Mal wieder was zu einem Verkehrsunfall, und zwar ein sog. Kreuzungsräumer- bzw. Nachzüglerfall. Das KG teilt folgenden Sachverhalt mit:

„Die Zeugin S befuhr am 25. November 2014 gegen 18.00 Uhr mit dem an die “A Bank GmbH” sicherungsübereigneten Kraftfahrzeug Typ Audi A8 3.0 TDI Quattro, amtliches Kennzeichen pp., die Johannisthaler Chaussee in Berlin in nordöstlicher Richtung. Die Sicherungsnehmerin hat den Kläger zu 1) (nachfolgend auch: “der Kläger”) zur Geltendmachung von Ansprüchen gegenüber den Beklagten ermächtigt (Anlage K 15). An der Kreuzung Johannisthaler Chausee/Rudower Straße versuchte die Zeugin Snnnnn , nach links in die Rudower Straße in nordwestlicher Richtung abzubiegen. Dabei kam es zur Kollision mit dem von der Beklagten zu 1) geführten und bei der Beklagten zu 2) haftpflichtversicherten Kraftfahrzeug Typ VW Tiguan, amtliches Kennzeichen pp., welches sich im geradeaus gerichteten Verkehr auf der Rudower Straße in nordwestlicher Richtung bewegte.“

Die Schadensersatzklage ist vom LG abgewiesen worden. Das KG hat das auf die Berufung des Klägers, der von einem 50%-igen Mitverschulden ausgegangen ist, „gehalten“:

„Dem Kläger steht gegen die Beklagten kein Anspruch auf Schadensersatz – auch nicht nach einer Haftungsquote von 50% – gemäß § 823 Abs. 1, § 249, § 421 BGB; § 7, § 17, § 18 StVG; § 115 Abs. 1 Satz 1 Nr. 1 und Satz 4 VVG in Höhe von 3.730,89 Euro zu.

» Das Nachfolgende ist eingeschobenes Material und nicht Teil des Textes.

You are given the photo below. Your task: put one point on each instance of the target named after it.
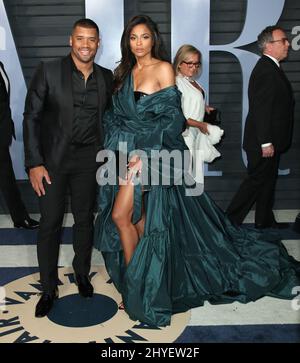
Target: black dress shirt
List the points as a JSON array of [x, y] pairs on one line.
[[85, 98]]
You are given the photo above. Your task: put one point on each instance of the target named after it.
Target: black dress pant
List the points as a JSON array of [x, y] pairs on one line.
[[259, 188], [9, 188], [78, 174]]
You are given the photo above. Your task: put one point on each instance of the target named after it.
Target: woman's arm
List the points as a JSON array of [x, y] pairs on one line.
[[202, 126]]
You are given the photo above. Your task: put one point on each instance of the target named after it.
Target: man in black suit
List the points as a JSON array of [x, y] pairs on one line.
[[8, 184], [268, 131], [62, 135]]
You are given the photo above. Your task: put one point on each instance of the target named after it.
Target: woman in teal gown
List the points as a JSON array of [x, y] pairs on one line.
[[165, 251]]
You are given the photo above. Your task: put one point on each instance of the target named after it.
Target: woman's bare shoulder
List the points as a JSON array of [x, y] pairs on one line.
[[165, 74]]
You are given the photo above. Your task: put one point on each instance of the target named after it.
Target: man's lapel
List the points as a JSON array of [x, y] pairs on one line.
[[101, 88], [67, 94]]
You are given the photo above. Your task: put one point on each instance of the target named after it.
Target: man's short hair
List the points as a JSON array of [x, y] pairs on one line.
[[266, 36], [86, 23]]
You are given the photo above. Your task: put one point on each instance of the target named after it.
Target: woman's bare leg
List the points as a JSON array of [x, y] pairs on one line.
[[122, 215]]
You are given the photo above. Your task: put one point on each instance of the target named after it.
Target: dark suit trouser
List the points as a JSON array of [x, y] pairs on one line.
[[9, 188], [259, 188], [79, 175]]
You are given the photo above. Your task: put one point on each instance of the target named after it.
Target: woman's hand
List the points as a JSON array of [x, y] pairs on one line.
[[134, 167], [203, 127]]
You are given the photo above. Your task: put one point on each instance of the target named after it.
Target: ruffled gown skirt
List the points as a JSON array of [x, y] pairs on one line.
[[190, 253]]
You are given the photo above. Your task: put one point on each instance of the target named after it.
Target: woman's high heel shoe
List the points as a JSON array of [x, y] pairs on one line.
[[121, 306]]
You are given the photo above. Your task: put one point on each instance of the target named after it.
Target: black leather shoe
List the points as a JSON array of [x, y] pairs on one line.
[[45, 304], [27, 223], [85, 288], [274, 225]]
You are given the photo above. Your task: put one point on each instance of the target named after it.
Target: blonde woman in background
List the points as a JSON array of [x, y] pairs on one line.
[[199, 135]]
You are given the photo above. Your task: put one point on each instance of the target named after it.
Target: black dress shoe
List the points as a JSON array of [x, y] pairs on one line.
[[274, 225], [27, 223], [85, 288], [45, 304]]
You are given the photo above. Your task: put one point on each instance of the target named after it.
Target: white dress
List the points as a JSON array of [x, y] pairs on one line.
[[199, 144]]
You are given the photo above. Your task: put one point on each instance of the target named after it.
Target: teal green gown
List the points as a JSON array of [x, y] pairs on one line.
[[190, 252]]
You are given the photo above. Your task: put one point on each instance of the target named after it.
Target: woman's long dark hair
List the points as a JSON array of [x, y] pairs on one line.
[[128, 59]]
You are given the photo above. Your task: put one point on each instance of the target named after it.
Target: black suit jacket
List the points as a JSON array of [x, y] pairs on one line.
[[7, 130], [48, 115], [271, 108]]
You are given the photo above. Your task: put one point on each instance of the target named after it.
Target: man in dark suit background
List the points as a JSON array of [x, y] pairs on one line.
[[62, 135], [8, 184], [268, 131]]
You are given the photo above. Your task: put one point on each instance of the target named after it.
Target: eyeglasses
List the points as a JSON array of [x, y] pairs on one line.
[[191, 64], [282, 40]]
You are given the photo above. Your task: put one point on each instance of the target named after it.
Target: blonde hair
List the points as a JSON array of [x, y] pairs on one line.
[[182, 55]]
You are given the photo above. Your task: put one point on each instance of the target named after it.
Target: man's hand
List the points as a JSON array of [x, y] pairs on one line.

Zutreffend ist das Landgericht davon ausgegangen, dass den Beklagten kein Mitverschulden am Unfallgeschehen zur Last zu legen ist.

1. Nach den tatsächlichen Feststellungen des Landgerichts, welche die Berufung insoweit nicht mehr angreift, ist davon auszugehen, dass die Beklagte zu 1) mit ihrem Fahrzeug nach Umschalten der für sie geltenden Ampel auf grün in den Kreuzungsbereich einfuhr. Damit ist unter Zugrundelegung des Ampelschaltplans (beigezogene Akte der Amtsanwaltschaft Berlin – 3033 Js-OWi 2085/15 -, dort S. 55, Beklagtenfahrzeug: Signalgruppe 5+6, rot-gelb bei Schaltsekunde 14 bis 16 und grün bei Schaltsekunde 16 bis 53, Klägerfahrzeug: Signalgruppe 22 grüner Räumpfeil bei Schaltsekunde 11 bis 15) entgegen der Berufung davon auszugehen, dass sich das klägerische Fahrzeug nach Aufleuchten und auch nach Erlöschen des grünen Räumpfeils (in der Ampelphase des Einfahrens) im Kreuzungsbereich befand.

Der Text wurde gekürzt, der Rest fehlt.